Uwielbiam pływać – choć nie jestem mistrzem stylu i szybkości – i zdarza mi się latem pokonywać kilkukilometrowe dystanse w wodzie. Wynurzam się z wody, zanurzam, płynę, oglądam. To trochę taki wodny spacer. W nurkowaniu miałem wrażenie, że unoszę się w wodzie, której w ogóle nie czułem jako wody. To było jak unoszenie się powietrzu (pewnie dlatego astronauci dziś szkolą się pod wodą, bo to środowisko jest najbardziej zbliżone do stanu nieważkości). O tym, że to jednak woda a nie kosmos świadczyły bąbelki wydmuchiwane z automatu oddechowego.
Ta lewitacja była tak uwalniająca, że nie zwróciłem uwagi, że zeszliśmy "tylko" na 7 metrów, choć mogliśmy na 12. Kompletnie nie ciągnęło mnie niżej, podobnie chyba jak instruktora, który ocenia możliwości i potrzeby każdego kursanta. Tu nie ma miejsca na bicie rekordów za wszelką cenę. Samo uczucie powolnego lewitowania w wodzie jest wystarczająco ekscytujące. Choć muszę przyznać, że gdy stres odpuścił i po wyjściu z wody wiem jak to działa, chcę spróbować ponownie. Już teraz na spokojnie i bez zaskoczenia.

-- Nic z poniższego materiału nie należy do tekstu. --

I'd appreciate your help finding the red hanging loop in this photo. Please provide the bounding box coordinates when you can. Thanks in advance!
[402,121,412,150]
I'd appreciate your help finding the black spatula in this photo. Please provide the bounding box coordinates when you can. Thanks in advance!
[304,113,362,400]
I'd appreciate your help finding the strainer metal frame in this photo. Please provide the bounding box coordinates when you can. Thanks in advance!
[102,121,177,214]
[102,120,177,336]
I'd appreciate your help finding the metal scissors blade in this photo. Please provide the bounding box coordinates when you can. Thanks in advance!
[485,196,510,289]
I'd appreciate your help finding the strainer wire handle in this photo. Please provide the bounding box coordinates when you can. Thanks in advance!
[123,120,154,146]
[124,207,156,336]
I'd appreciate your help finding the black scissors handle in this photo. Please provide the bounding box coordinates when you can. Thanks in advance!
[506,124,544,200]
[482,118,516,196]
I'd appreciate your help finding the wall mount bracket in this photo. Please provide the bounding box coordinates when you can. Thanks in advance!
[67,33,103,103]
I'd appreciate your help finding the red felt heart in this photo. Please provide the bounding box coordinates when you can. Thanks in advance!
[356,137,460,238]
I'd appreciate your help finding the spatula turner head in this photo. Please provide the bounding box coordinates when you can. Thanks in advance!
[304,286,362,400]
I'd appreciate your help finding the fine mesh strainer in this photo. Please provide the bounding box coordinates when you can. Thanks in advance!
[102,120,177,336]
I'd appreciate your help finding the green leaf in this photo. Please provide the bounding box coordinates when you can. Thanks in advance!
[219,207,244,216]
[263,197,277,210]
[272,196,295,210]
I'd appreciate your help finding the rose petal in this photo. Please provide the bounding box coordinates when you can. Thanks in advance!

Moi instruktorzy musieli być natomiast zaskoczeni, gdy po zakończonym nurkowaniu zdjąłem maskę i spytałem, czy mogę zanurzyć się w wodzie już bez niczego…wyglądało to dziwnie, ale chciałem poczuć na koniec, że rzeczywiście jestem w basenie😊
Lekcje oddychania
Scuba, czyli nurkowanie z butlą to tylko jedna z możliwości oferowanych przez Deepspot. Druga to freediving, czyli nurkowanie na zatrzymanym oddechu. Również pod okiem instruktorów. Lekcje odbywają się w tym samym basenie i również poprzedzone są szkoleniem teoretycznym.
Na podstawowe pytanie, czy można popłynąć za głęboko, by mieć potem problemy z wypłynięciem, Franek odpowiada, że to problem czysto teoretyczny, bo on istnieje tylko w głowie tych, którzy freedivingu nie próbowali. Jak to możliwe? Odpowiedź można znaleźć na kursie.
Kurs freediving jak i scuba diving poprzedza szczegółowa ankieta medyczna. Jeśli na któreś z pytań odpowiesz: TAK, może być potrzebne spotkanie z lekarzem medycyny sportowej. To on ma rozwiać twoje wątpliwości, choć mówiąc szczerze niewiele jest przeciwskazań do amatorskiego nurkowania – z butlą czy bez.
Potwierdza to również nieopublikowane jeszcze badanie przygotowane na potrzeby Deepspot, z którego wynika, że z nurkowaniem miało kontakt około miliona Polaków. Dużo: co również zaskoczyło zlecających.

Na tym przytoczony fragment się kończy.